- Boriç i Madh Location within Albania
- Coordinates: 42°8′5″N 19°29′47″E﻿ / ﻿42.13472°N 19.49639°E
- Country: Albania
- County: Shkodër
- Municipality: Malësi e Madhe
- Administrative unit: Gruemirë
- Time zone: UTC+1 (CET)
- • Summer (DST): UTC+2 (CEST)

= Boriç i Madh =

Boriç i Madh (Велики Борич) is a settlement in the former Gruemirë municipality, Shkodër County, northern Albania. At the 2015 local government reform it became part of the municipality Malësi e Madhe. The village is inhabited by a minority of Slavic Muslims (using the demonym "Podgoriçani"), and is part of the wider Vraka region inhabited by Serbs–Montenegrins.
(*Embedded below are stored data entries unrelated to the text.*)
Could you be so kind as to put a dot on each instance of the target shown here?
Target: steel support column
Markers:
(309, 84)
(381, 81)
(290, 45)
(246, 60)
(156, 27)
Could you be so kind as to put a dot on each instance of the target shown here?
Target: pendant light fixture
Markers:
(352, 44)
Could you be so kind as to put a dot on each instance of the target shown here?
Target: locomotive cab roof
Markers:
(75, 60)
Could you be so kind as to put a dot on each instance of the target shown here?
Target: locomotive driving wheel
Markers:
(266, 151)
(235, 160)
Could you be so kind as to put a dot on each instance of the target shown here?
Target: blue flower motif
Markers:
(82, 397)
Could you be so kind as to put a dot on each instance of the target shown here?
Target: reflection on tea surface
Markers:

The neighbourhood is called Veliki Borič ("Big Borič") and Novi Borič ("New Borič") in south Slavic.

==Demographics==
During the early 2010s linguists Klaus Steinke and Xhelal Ylli seeking to corroborate villages cited in past literature as being Slavic speaking carried out fieldwork in settlements of the area. Boriç i Madh in the Shkodër area is one of a number of villages with a Slavophone population that speak a Montenegrin dialect. One third of the population of Boriç i Madh is compact and composed of Muslim Podgoriçani.

==History==
In 1989 the Boriç i Vogël quarter was detached from the Boriç village. In 1995, during the Yugoslav Wars, there were incidents of violence against the Serb-Montenegrin minority in places like Boriç i Vogël and Boriç i Madh, where the Albanian killers and criminals also tried to forcibly take land from them. The Serb-Montenegrin minority in the village claims to be treated unproperly.